不等別人反應過來,沈玉蓉起身上前,一腳踩在男人臉上,拔出劍,在男人心臟處比劃著:“把剛才的話再重復一遍。”
她一臉狠勁兒,嚇得其余人退到門外。
男人的臉被踩著,胸口上放著的是利劍,他哪敢重復剛才的話,一動不動,眼珠子轉了轉,結結巴巴道:“欠,欠債還錢,天,經,地義。”
沈玉蓉挑眉,勾唇輕笑一聲:“沒說不還錢啊,可你們是來打劫的,還污言碎語。真以為我們好欺負呢,我爹好歹也是五品官,何時輪到你們這些地皮流氓欺上門了。
你可知這是什么地方?這可是武安侯府……的別院。”
“我們就是找武安侯要債。

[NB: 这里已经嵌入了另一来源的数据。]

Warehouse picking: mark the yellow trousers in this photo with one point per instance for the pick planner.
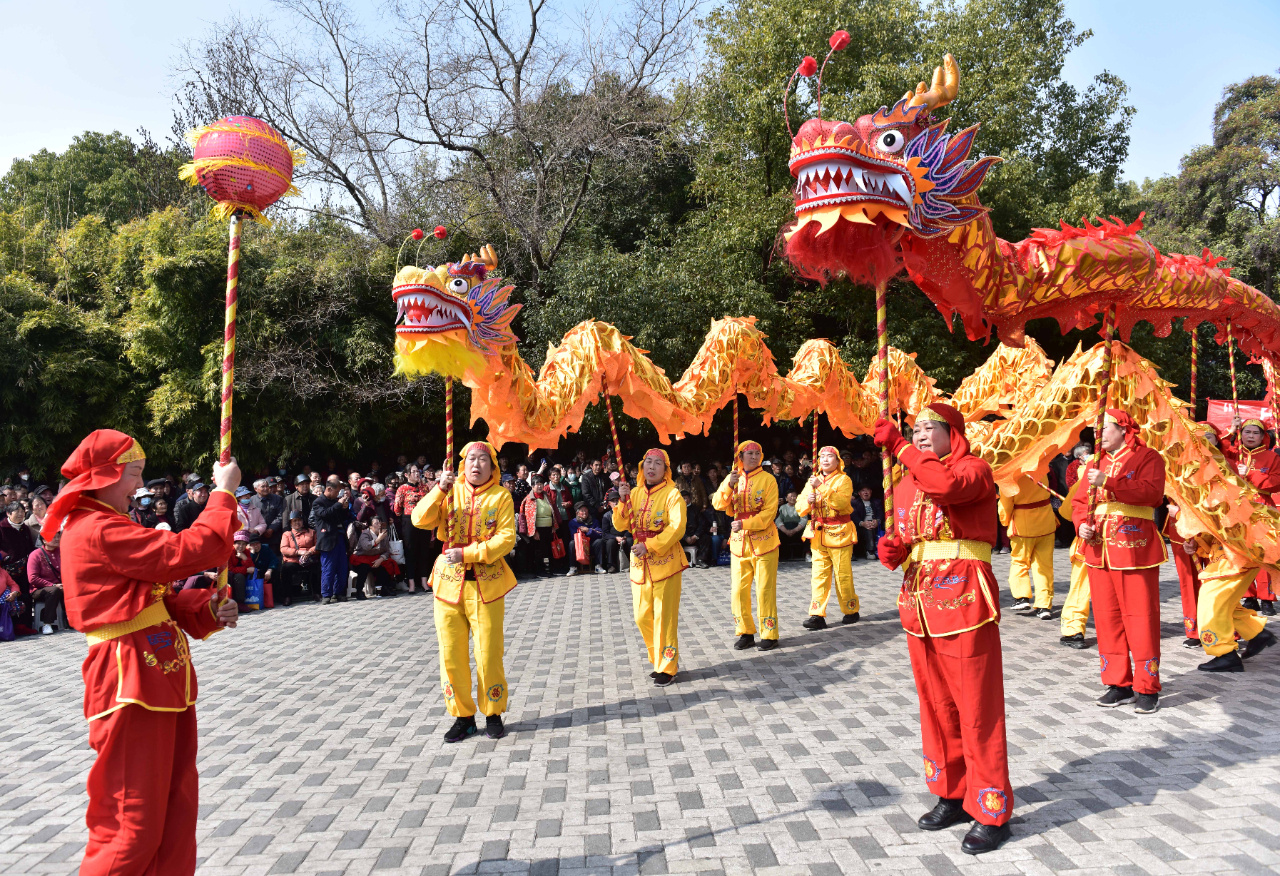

”門外一個男人說。
“你胡說,我父親已去世四年有余,他在世時,怎不見你們上門要債,人都去了四年了,再來要債,你們誆騙誰呢?”謝瀾之年紀大些,知道的事情也多。
沈玉蓉聞言覺得此事另有隱情,垂眸看向腳下的人:“你們來討債,可有證據?”
男人聽了,忙說有,從懷里掏出一張紙,疊得整整齊齊,遞給給沈玉蓉。
沈玉蓉接過紙抬起腳,將劍放男人脖頸處:“起來。”
男人小心翼翼起來,眼睛瞟向鋒利的劍,生怕沈玉蓉手抖,他的腦袋跟著搬家。
沈玉蓉對謝瀾之道:“你看著他,要是敢不老實,把他的脖子戳個窟窿,私闖民宅偷東西,被打死也活該,上了公堂咱們也不怕。”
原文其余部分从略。